Auch wenn der Iran-Krieg bislang keine unmittelbaren Engpässe verursacht hat, mahnt die Europäische Arzneimittel-Agentur (EMA) zur Vorsicht: Störungen im Luft- und Seetransport könnten das Risiko künftiger Lieferprobleme erhöhen. Gemeinsam mit den Mitgliedstaaten beobachtet die Behörde die Lage kontinuierlich. In Österreich bereiten sich die Großhändler vorsorglich auf mögliche Verzögerungen in den Lieferketten vor, sollte der Konflikt länger andauern.
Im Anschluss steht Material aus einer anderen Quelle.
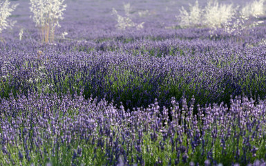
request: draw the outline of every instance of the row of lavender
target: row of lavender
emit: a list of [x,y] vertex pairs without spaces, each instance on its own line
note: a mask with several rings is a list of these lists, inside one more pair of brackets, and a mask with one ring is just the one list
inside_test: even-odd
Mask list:
[[10,43],[0,50],[1,96],[84,89],[86,98],[122,102],[126,109],[147,107],[155,98],[169,108],[171,97],[180,101],[192,95],[201,106],[229,104],[230,95],[258,101],[266,91],[266,50],[260,41],[144,39],[42,47]]

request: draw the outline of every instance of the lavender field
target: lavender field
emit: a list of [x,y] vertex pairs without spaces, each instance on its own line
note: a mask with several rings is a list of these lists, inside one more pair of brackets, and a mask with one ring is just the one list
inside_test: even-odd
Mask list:
[[0,1],[1,165],[266,165],[266,1]]

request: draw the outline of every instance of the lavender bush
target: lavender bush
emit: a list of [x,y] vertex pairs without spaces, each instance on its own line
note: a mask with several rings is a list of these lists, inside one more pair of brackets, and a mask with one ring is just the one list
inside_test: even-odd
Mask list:
[[168,28],[187,4],[136,0],[121,30],[118,1],[66,3],[53,44],[26,1],[2,34],[1,165],[266,164],[265,23]]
„Unsere 23 Arzneimittellager sind aktuell mit über 14 Mio. Packungen sehr gut gerüstet. Jeder Betrieb hat Notfallpläne. Diese sind wichtig, weil wir Teil der kritischen Infrastruktur in Österreich sind. In der Corona-Pandemie haben wir gezeigt, dass wir die Arzneimittelversorgung stabil halten können. Wir profitieren jetzt von den Lehren, die wir aus der Pandemie ziehen konnten“, erklärt Dr. Monika Vögele, Generalsekretärin der PHAGO. Erste wirtschaftliche Auswirkungen des Konflikts sind jedoch bereits spürbar. „Durch die massiv gestiegenen Erdölpreise explodieren uns gerade die Transportkosten für die täglichen Medikamentenauslieferungen an die Apotheken“, heißt es vonseiten der PHAGO.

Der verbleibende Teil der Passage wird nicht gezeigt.